Exhibit 3.3
CERTIFICATE OF ELIMINATION
OF THE
SERIES A JUNIOR PARTICIPATING PREFERRED STOCK
OF
RADIAN GROUP INC.
Pursuant to Section 151(g) of the General Corporation Law of the State of Delaware
Radian Group Inc., a corporation duly organized and existing under the General Corporation Law (“DGCL”) of the State of Delaware (the “Company”), certifies as follows:
FIRST: That, pursuant to the authority expressly vested in the Board of Directors of the Company (the “Board”) by the Amended and Restated Certificate of Incorporation of the Company, as effective as of the date hereof (the “Certificate of Incorporation”), the Board previously adopted resolutions creating and authorizing a series of 325,000 shares of preferred stock, par value $0.001 per share, of the Company designated as Series A Junior Participating Preferred Stock (the “Preferred Stock”), subject to the Certificate of Designation of Series A Junior Participating Preferred Stock (the “Certificate of Designation”), as filed with the Secretary of State of the State of Delaware on October 9, 2009.

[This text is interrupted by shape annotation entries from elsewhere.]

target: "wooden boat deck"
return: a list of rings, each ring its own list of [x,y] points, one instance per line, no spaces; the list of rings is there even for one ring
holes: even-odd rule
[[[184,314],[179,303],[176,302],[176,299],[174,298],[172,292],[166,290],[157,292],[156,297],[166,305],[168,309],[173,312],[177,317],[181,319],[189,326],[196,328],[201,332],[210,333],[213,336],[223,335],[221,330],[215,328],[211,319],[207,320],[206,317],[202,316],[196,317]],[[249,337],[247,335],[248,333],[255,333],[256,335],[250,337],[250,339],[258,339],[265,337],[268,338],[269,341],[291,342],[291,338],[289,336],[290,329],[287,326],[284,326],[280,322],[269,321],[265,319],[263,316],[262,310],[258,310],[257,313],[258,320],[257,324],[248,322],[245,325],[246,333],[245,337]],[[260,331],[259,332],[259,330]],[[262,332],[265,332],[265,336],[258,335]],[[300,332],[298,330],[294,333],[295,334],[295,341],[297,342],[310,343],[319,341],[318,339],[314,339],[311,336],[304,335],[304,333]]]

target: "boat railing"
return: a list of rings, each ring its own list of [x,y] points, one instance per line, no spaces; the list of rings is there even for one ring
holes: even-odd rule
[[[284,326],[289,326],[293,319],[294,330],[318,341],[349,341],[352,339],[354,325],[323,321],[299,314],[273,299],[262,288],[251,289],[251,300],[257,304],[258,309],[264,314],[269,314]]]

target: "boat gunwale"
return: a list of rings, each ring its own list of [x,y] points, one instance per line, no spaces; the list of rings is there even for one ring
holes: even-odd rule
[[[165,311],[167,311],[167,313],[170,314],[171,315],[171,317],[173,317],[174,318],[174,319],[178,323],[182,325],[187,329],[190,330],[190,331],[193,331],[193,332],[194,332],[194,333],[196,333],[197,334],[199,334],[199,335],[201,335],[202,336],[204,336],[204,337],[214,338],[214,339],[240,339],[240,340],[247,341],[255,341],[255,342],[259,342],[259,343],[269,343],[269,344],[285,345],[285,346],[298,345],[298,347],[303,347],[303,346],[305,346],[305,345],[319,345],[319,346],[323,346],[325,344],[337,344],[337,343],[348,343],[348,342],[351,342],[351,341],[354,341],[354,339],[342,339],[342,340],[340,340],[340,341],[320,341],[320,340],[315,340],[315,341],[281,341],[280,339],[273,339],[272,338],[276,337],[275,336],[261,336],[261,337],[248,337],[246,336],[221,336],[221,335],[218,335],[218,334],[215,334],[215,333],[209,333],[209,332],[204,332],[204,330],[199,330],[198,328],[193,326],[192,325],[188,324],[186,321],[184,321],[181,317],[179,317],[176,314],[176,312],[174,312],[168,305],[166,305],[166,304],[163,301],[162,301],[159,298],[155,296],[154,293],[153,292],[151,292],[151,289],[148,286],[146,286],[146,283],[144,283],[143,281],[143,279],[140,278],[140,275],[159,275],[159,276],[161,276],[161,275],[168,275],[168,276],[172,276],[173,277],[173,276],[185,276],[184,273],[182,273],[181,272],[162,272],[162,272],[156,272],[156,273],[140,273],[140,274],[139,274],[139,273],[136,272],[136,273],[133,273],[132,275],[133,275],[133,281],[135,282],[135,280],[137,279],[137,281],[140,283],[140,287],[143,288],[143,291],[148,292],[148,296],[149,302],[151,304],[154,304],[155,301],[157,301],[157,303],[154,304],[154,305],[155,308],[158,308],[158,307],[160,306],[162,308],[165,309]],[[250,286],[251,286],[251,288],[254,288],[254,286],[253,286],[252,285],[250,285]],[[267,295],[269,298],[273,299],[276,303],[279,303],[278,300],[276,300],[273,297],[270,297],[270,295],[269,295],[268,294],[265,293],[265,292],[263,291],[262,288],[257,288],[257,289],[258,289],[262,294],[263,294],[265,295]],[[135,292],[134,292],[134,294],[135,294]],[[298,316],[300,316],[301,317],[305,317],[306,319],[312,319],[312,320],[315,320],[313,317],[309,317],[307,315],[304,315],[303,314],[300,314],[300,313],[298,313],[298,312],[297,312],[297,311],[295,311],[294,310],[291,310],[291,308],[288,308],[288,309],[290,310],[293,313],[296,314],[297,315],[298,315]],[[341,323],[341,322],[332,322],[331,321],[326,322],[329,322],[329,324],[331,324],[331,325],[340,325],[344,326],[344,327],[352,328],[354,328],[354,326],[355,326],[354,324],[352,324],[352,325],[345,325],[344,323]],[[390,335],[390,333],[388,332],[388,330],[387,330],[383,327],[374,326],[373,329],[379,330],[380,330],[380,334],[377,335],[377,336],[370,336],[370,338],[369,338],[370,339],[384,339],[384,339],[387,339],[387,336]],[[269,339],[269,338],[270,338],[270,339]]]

SECOND: That none of the authorized shares of the Preferred Stock are outstanding and none will be issued by the Company pursuant to the Certificate of Designation.
THIRD: That, pursuant to the authority conferred upon the Board pursuant to the Certificate of Incorporation, the Board on March 19, 2019, duly adopted the following resolutions approving the elimination of the Preferred Stock:
RESOLVED, that none of the authorized shares of Preferred Stock are outstanding, and none will be issued by the Company pursuant to the Certificate of Designation; and
RESOLVED, that the Authorized Officers of the Company be, and each of them hereby is, authorized, empowered and directed, in the name and on behalf of the Company, with the assistance of counsel, to prepare and file or cause to be filed a certificate of elimination with respect to the Preferred Stock, as provided by Section 151(g) of the DGCL, with the Secretary of State of the State of Delaware, and when such certificate of elimination becomes effective, all matters set forth in the Certificate of Designation with respect to the Preferred Stock shall be eliminated from the Certificate of Incorporation and the shares of Preferred Stock shall resume the status of authorized and unissued shares of preferred stock of the Company, without designation as to series.